Another concern is, things that are out of your control or last minute changes before the show opens. The difference is having a plan in place to overcome these obstacles, like having large networks in each city that you do business in, such as a printer, flooring company, even back-up staffing, etc.

What drove you to get into this field/ industry?

I’ve always had an appreciation for great design and architecture. Even as a kid, I always thought the forts I built were these monumental feats that should have stayed up for weeks.

After getting a degree in Marketing and PR, I began my first job working for an event agency that used to outsource design work. I used to have a heavy hand in the process and realized I could do it way better than the people we were hiring. I really enjoyed the process, so I committed myself to learning the programs and staying up to speed with the latest exhibit systems and trends in the industry. There was no turning back….

What is the hands down # 1 thing you love about the tradeshow/ event industry?

Do I have to narrow it down to one thing? Let’s call it two:

1. You are always working on something new and fresh.
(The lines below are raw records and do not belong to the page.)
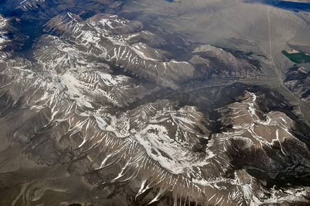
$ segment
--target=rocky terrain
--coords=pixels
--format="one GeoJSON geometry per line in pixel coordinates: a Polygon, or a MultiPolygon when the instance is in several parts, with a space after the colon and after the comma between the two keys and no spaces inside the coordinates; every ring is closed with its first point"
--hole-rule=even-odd
{"type": "Polygon", "coordinates": [[[198,41],[182,1],[160,1],[171,27],[145,3],[0,3],[0,204],[309,204],[307,68],[283,80],[271,41],[198,41]]]}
It never get’s boring, it never becomes stale and it gives me the opportunity to express myself creatively on a daily basis.

2.  I also love the competitive nature of this industry. It reminds me of playing sports as a kid and the rush that comes with knowing you are going against someone else. Hundreds of companies are all trying to make tens of thousands of companies stand out and look better than the next. It pushes me to stay current and make sure that I’m working harder than everyone else.

If you were given an unlimited budget, time and resources what would your dream booth design look like? 

The PC answer for me to say is that I already work with the best brands in the business and I’ve already built my dream booth, but I’ll spill the beans:

While I do work with great brands and even better people behind them, my dream booth would be somewhere in the outdoor sports industry. My wife and I love hiking, mountain biking, kayaking and pretty much anything outside so I would love the opportunity to flex some design muscle with one of those manufactures in that space.

From a design perspective, I like to think I would make it run with the unlimited budget and produce something more thematic rather than traditional exhibit systems.

I can guarantee you it would be like nothing you ever saw before and have consumer activations at every touch point. One day, right?